En dépit des dénégations des intimés, il ressort de l’exposé des griefs effectué dans le rapport de gérance soumis à la délibération de l’assemblée générale de la société LMV qu’au-delà des divergences de positionnement entre les associés, a été clairement mentionné à deux reprises un grief d’incompétence de M. [J] de nature à caractériser le préjudice moral allégué par celui-ci dont il est bien fondé à obtenir réparation.
La somme de 10 000 euros de dommages-intérêts lui sera allouée à ce titre.
Les sociétés LMV, Vitalis NG et BPO OI seront ainsi condamnées in solidum à payer à M. [J] la somme de 70 000 euros de dommages-intérêts par voie d’infirmation du jugement déféré.
Sur l’appel incident des intimés portant sur les demandes de dommages-intérêts :
M. [J] ayant obtenu gain de cause, les intimés ne peuvent exciper d’un acharnement judiciaire à leur encontre de nature à justifier leur demande de réparation réclamée à hauteur de la somme de 6 400 euros pour chacune des personnes physiques et morales et seront déboutées de leur prétention respective de ce chef par voie de confirmation du jugement déféré sur ce point.
Les sociétés qui n’avaient pas présenté de prétention de ce chef devant le premier juge en seront également déboutées.
Sur les autres demandes :
Succombant à l’instance, Mme [F], M. [N] et les sociétés LMV, Vitalis NG et BPO OI seront condamnées in solidum à en régler les entiers dépens, de première instance et d’appel sur le fondement des dispositions de l’article 696 du code de procédure civile.

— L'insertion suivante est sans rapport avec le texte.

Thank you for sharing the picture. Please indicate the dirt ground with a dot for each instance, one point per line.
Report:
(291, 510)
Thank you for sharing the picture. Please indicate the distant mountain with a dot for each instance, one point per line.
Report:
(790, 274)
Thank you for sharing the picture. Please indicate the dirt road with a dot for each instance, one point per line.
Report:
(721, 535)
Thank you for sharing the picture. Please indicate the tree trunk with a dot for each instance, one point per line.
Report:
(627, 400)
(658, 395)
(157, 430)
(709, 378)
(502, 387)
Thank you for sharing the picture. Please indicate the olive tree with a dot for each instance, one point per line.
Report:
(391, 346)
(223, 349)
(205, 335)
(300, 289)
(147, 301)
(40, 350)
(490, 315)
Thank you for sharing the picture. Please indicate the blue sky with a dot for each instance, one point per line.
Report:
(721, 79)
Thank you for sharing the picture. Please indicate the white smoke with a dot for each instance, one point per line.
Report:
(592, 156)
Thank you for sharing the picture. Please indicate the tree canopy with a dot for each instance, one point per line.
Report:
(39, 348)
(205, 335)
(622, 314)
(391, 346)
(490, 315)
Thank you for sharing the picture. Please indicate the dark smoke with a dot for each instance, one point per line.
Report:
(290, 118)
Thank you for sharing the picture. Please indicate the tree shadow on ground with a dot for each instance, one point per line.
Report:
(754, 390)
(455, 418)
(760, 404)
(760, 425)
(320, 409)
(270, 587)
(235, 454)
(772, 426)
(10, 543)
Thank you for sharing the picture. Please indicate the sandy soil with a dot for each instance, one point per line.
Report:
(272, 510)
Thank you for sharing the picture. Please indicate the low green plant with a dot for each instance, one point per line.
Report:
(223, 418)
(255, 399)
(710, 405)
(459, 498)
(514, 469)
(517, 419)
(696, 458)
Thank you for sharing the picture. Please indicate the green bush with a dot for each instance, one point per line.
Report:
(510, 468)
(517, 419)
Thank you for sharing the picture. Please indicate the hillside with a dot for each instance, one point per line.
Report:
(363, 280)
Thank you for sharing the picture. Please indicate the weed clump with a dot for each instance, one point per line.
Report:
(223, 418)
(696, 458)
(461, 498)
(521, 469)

L’équité commande par ailleurs de les condamner in solidum au paiement de la somme de 8 000 euros au titre de l’article 700 du code de procédure civile.
Les prétentionns du même chef présentées par les intimés seront rejetées en ce qu’ils succombent.
PAR CES MOTIFS
La cour, statuant publiquement, contradictoirement, en matière commerciale, par mise à disposition au greffe conformément à l’article 451 alinéa 2 du code de procédure civile ;
Infirme le jugement déféré dans l’intégralité de ses dispositions sauf en ce qu’il a débouté Mme [F] et M. [N] de leur demande de dommages-intérêts et en ce qu’il a débouté les SARL LMV, Vitalis NG et BPO OI de leur demande au titre de l’article 700 du code de procédure civile ;
Statuant à nouveau des chefs infirmés,
Condamne in solidum les SARL LMV, Vitalis NG et BPO OI à payer à M. [B] [J] la somme de 70 000 euros de dommages-intérêts ;
Déboute les SARL LMV, Vitalis NG et BPO OI de leur demande de dommages-intérêts ;
Condamne in solidum Mme [G] [F], M. [A] [N] et les SARL LMV, Vitalis NG et BPO OI à payer les entiers dépens, de première instance et d’appel ;
Les condamne in solidum à payer la somme de 8 000 euros à M. [B] [J] au titre de l’article 700 du code de procédure civile ;
Rejette toute autre demande plus ample ou contraire.
Le présent arrêt a été signé par Madame Séverine LEGER, conseillère faisant fonction de présidente de chambre, et par Madame Nathalie BEBEAU, greffière, à laquelle la minute de la décision a été remise par le magistrat signataire.